Mat income tax act. As per section 115jb every taxpayer being a company is liable to pay mat if the income tax including surcharge and cess payable on the total income computed as per the provisions of the income tax act in respect of any year is less than 15 of its book profit surcharge sc health education cess. The mat is a local tax that india has levied on companies since 1987 and ensures that companies who are able to reduce their tax liability up to zero percent despite earning substantial book profits due to various provisions under india s income tax act it 1961 are brought under the tax net. The concept of mat was introduced to target those companies that make huge profits and pay the dividend to their shareholders but pay no minimal tax under the normal provisions of the income tax act by taking advantage of the various deductions and exemptions allowed under the act. Minimum alternate tax mat is a tax effectively introduced in india by the finance act of 1987 vide section 115j of the income tax act 1961 it act to facilitate the taxation of zero tax companies i e those companies which show zero or negligible income to avoid tax under mat such companies are made liable to pay to the government by deeming a certain percentage of their book.

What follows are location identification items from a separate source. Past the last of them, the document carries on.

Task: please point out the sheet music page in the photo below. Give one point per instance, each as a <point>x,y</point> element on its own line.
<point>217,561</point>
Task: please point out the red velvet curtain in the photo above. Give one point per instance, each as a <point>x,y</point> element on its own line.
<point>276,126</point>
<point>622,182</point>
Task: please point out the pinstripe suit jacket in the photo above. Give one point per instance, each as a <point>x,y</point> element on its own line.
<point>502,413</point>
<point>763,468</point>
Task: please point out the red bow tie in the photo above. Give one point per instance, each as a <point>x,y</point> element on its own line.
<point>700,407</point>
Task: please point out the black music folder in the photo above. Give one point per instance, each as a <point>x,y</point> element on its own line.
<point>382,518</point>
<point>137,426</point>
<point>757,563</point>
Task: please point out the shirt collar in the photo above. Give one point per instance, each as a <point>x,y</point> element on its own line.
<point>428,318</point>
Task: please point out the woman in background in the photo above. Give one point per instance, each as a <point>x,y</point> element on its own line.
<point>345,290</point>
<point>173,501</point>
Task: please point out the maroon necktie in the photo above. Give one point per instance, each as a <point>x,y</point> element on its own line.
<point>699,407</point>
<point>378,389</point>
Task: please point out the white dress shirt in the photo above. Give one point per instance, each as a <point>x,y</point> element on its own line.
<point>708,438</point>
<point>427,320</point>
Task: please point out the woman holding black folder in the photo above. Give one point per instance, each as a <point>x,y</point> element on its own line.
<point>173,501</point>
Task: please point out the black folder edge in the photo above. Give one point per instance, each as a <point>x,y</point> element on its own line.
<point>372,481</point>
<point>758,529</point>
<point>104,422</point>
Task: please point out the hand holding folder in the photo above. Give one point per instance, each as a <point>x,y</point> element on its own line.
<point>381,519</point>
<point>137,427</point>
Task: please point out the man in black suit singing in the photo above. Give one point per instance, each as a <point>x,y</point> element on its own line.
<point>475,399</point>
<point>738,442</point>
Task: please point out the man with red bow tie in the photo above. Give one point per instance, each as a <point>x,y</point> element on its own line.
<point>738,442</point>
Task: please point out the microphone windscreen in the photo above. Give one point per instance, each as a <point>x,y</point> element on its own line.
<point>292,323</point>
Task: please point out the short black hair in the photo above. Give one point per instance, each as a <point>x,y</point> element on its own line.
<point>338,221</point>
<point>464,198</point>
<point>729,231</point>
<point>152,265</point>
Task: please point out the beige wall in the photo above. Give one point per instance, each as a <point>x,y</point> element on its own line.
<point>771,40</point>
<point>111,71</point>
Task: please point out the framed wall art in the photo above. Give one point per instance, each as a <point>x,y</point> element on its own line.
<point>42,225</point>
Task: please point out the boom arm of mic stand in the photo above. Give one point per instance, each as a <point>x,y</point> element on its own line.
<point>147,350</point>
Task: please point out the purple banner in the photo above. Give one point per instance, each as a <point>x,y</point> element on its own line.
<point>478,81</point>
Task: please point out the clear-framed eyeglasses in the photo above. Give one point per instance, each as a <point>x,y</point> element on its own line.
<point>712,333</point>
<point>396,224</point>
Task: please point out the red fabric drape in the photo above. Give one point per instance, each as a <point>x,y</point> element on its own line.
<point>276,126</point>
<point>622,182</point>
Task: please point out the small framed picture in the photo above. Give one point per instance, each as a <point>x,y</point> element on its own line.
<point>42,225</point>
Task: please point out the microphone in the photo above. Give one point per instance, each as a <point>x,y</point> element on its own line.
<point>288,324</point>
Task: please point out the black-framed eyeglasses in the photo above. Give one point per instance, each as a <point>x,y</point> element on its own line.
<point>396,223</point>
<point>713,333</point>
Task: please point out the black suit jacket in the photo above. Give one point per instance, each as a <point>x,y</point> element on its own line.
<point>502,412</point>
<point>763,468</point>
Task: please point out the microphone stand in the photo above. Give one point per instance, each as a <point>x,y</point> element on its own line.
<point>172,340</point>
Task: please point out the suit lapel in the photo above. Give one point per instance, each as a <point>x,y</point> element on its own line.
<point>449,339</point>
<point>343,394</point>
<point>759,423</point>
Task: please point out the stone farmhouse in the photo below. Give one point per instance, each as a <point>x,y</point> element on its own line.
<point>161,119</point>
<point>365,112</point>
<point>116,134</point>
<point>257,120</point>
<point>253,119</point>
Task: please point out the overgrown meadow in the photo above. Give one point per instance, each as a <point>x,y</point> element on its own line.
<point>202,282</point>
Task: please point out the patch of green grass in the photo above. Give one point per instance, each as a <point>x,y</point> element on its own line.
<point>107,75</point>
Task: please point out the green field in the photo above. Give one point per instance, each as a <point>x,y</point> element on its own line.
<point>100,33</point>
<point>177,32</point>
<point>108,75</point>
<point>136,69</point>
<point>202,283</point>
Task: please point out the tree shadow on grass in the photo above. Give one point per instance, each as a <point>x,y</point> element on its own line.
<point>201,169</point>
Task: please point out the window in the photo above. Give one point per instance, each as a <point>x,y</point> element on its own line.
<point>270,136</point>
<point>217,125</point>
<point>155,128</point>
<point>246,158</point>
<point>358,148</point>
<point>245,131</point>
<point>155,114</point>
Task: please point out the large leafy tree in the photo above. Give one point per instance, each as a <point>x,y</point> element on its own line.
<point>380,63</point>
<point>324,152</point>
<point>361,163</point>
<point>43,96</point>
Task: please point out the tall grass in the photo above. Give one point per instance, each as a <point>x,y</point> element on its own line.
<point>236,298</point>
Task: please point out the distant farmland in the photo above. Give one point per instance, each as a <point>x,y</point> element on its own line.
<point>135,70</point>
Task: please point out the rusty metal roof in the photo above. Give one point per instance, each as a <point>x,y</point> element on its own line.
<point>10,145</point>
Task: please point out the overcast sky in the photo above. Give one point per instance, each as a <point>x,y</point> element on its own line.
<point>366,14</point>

Under the provisions of section 115jb where the income tax calculated under the income tax act is less than 18 5 of the book profit then such book profit shall be deemed to the total income of the assessee and tax payable by the assessee shall be 18 5 on book profits. Analysis of provision of section 115jb where in case of a company the income tax payable on the total income as computed under the income tax act in respect of any previous year is less than 15 of its book profit then such book profit shall be deemed to be the total income of the assessee and the tax. With mat companies have to pay up a minimum amount of tax to the government. The minimum alternative tax mat is a provision introduced in direct tax laws to limit the tax deductions exemptions otherwise available to taxpayers so that they pay a minimum amount of tax to the government.
Later it was withdrawn by the finance act 1990 but reintroduced again from 1 april 1997. In india mat is levied under section 115jb of the income tax act 1961. Minimum alternate tax calculation example. Applicability of mat mat is applicable to all companies including the foreign companies.
Minimum alternative tax is payable under the income tax act. It was introduced in the year 1987 and. Mat a brief introduction. Minimum alternative tax mat and its computation of book profit and mat credit under section 115jb of income tax act 1961.
Mat is a tax levied under section 115jb of the income tax act 1961. Mat is calculated as 15 of the book profit of the tax assesse. It was first introduced by the finance act 1987 and made effective from ay 1988 89.